A randomized control study conducted by the National Institute of Epidemology in Chennai City on the use of Pureit. No surprise the data was promising. Had a slide pointing out shortfalls of the study (small sample, spill over, etc). Hard to make too much from it other than it worked in the given context. Jain tells me that they are working with researchers to track reduced disease burden in Pureit users, but data is still being gathered.

Home VisitsWent to two homes of middle class Indians in Mumbai with the opportunity to see the product and get their reactions. A caveat to start is important here. I think Unilever did a pretty good job by not priming the households, but there is always going to be the problem of people trying to give you the answer that they think you want to hear. That is not to say that responses should be ignored, but to point out that it will be hard to know precise attitudes about the product.

Home 1

- 4 person family - mother, father, son, daughter
- Wife in charge of domestic chores - has free time in the afternoons to clean and watch her favorite soap operas (one was on the TV when we came in)
- Pureit purchased at husband's behest after hearing from co-worker about it. Prior, they lived in one of the city slums where water availability was 24 hours a day. Restricted water access lead to want for device.
- Final purchase was done together
- Water available in the home 8-9 AM and PM. Water is collected both hours. She then filters all water that will be used for drinking and cooking.
- Mother likes it because it has helped her son who is often sick. Since using the Pureit he has been sick less often and hospitalized less frequently. He also knocked over the boiling water when younger and burned himself. Now that she does not need to boil the water she feels her children are safer. (Note: The health of her son was by far the main strand of the conversation. She mentioned it many times about how she was worried for him and that Pureit helped him stay healthy.)
- She gives her children water bottles (your average water bottle from the likes of Desani, Poland Spring, etc) from filtered water every day to take to school. When they return the bottles, she washes them with soap and a scrub bush.
- Her husband does not use it (I asked this question and she joked that he wants nothing to do with the kitchen). She taught her son how to refill it when she is gone on trips.
- Her son is happy with the water because it can be cooled in the fridge.
- High marks on taste and color of water

Home 2

- 3 generation family home
- appear to be in better financial standing than first home
- Learned about Pureit from television advertisements ("100% germ free" she said in English) - wanted to save money
- Bought it 2 years ago and has replaced filter 4 times (every 6 mo)
- She reports a different (better) taste in the water filtered in the Pureit
- Desire to prevent waterborne illnesses (I asked later what she knew about water borne illnesses and she listed off typhoid and malaria)
- Fills unit twice a day (once before bed to filter overnight and again in the afternoon)
- She says that the Pureit does not take care of the water 100% but she knows it is an improvement from boiling.
- I ask her how often she changes the tank for her stove since buying the Pureit. She reported that she used to change it every 30 days and now it is up to every 40 days
- This visit can be characterized by the desire to save money for the family and reduce time to have clean water. She reported it taking too long and it was time consuming to boil and wait. By having something that can clean water overnight, she has freed up her time to do other things.

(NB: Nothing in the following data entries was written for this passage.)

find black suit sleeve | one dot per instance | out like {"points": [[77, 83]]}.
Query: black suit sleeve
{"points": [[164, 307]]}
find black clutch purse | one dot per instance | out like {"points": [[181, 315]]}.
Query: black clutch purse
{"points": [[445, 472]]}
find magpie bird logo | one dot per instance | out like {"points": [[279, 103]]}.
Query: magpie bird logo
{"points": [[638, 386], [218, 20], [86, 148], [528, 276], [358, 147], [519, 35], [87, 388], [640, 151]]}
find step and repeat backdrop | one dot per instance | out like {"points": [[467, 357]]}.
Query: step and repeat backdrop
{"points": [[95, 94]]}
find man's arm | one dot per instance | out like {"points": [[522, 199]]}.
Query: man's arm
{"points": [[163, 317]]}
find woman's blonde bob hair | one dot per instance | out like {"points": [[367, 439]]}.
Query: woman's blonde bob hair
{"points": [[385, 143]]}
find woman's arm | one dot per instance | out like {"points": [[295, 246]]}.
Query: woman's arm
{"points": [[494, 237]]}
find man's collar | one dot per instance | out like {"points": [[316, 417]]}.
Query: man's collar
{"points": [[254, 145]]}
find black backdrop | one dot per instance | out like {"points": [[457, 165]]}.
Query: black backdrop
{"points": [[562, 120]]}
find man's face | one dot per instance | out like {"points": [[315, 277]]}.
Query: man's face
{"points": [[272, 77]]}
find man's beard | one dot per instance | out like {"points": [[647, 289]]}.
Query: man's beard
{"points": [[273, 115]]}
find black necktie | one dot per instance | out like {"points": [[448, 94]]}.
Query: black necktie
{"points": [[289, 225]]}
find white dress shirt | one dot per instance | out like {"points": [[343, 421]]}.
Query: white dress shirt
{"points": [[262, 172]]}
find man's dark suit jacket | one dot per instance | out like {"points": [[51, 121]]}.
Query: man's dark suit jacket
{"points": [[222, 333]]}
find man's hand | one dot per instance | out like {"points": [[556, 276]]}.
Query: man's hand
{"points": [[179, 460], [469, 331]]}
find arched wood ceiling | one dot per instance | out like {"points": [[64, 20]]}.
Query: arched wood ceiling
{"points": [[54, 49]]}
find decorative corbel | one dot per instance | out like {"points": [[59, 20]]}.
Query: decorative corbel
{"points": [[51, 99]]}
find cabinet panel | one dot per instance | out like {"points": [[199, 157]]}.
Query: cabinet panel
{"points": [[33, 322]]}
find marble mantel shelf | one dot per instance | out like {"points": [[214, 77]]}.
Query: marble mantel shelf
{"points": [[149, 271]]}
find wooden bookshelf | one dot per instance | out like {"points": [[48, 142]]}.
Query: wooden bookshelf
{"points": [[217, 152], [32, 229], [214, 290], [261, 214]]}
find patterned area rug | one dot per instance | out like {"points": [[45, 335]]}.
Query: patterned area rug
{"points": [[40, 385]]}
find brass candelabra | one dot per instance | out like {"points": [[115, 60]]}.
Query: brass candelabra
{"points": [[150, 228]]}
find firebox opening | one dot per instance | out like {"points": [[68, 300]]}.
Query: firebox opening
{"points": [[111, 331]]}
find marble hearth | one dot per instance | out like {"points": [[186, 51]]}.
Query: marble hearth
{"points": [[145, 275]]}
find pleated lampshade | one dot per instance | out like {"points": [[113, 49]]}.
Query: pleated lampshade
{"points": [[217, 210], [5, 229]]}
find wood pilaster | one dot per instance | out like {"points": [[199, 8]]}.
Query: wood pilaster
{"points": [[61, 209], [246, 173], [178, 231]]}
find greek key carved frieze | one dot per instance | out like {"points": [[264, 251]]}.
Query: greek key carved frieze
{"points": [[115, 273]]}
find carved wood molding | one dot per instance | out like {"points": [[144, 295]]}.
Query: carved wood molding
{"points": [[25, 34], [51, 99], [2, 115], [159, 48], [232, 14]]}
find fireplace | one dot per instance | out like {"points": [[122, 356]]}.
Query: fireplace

I will leave the rambling mess there and come back with my next post after visiting the users in Bangalore. There we will go into a town to see how people are using microfinance to purchase a Pureit. This will be most interesting as the price becomes more important on people who need to save up. One thing that will be interesting to see is if this encourages savings (data right now points to savings being more effective than credit).

As I said at the start, please ask questions and point out areas you want further fleshed out. This is pretty bare bones and a summary of my notes.